Additions can be historically important and helpful to scholars. Pencilled annotations to baroque copies suggest that more ornaments were played than printed, giving priceless insight into early performance practice. What future scholars will make of notes indicating that there are six minutes before the next cue, enough time for a glass of refreshment, I can't imagine.

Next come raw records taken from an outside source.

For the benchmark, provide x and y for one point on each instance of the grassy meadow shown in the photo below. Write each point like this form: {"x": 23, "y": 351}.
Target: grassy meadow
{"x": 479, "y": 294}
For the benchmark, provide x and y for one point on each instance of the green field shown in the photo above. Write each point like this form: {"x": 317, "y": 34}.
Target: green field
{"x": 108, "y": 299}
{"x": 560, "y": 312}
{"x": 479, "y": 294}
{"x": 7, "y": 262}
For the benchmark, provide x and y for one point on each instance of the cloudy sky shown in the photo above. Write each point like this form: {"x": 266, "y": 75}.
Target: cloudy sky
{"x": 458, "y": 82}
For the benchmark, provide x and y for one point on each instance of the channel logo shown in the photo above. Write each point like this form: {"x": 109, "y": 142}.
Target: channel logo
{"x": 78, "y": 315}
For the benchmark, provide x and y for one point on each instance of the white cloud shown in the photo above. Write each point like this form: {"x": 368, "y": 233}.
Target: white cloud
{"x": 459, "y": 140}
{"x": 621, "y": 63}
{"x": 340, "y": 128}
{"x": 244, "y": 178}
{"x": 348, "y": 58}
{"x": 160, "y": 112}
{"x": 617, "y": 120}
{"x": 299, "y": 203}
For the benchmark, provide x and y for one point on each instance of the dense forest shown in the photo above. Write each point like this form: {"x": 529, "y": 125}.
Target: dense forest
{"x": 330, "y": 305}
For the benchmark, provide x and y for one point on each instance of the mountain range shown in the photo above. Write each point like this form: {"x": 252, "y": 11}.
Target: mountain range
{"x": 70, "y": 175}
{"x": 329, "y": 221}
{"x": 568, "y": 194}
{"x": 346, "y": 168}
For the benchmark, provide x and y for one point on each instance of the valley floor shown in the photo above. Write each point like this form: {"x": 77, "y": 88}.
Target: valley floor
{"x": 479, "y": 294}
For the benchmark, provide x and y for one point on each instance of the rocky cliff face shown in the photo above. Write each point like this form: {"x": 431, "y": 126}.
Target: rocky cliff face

Some additions are puzzling. Recently I played the clarinet in Firebird. The part had the fingerings pencilled in. I wonder, how can one reach the level of playing Firebird and still need to have the fingerings? Other markings are of the moment, and surprisingly thoughtless. The Hungarian pianist Ilona Kabos (1893-1973), wife of Louis Kentner, taught in London during the early 1960s. Her students included John Ogdon. Though clearly a great teacher, nowadays Kabos seems to be remembered as much for the way she scribbled on the music during her lessons. 'Bold directions in red crayon, right across the page, in huge letters, gratuitous slashes,' recalls one of her former students. Teachers with similar habits have been know to add remarks such as 'clumsy' or 'poor' in giant letters.

Some notes on old scores are nothing less than subversive. The orchestral scores of Arturo Toscanini were kept by his family for 30 years after his death. When eventually available for scrutiny, many were revealed to be littered with Toscanini's own red pencil marks that underline the essence of the music. His copy of Elgar's Enigma Variations is covered with alterations. In Beethoven's eighth symphony, Toscanini expanded the timpani and brass parts in the opening movement. Perversely, in the finale of the ninth he reduced them. In La Mer, Toscanini rewrote two pages of the piece and pasted it into the score in place of Debussy's original. These were in green ink. If he were alive today, perhaps a luminous highlighter pen would be his marker of choice.

This article first appeared in Classical Music magazine, 27 August 2005, as 'Handy Hints'. Used by kind permission.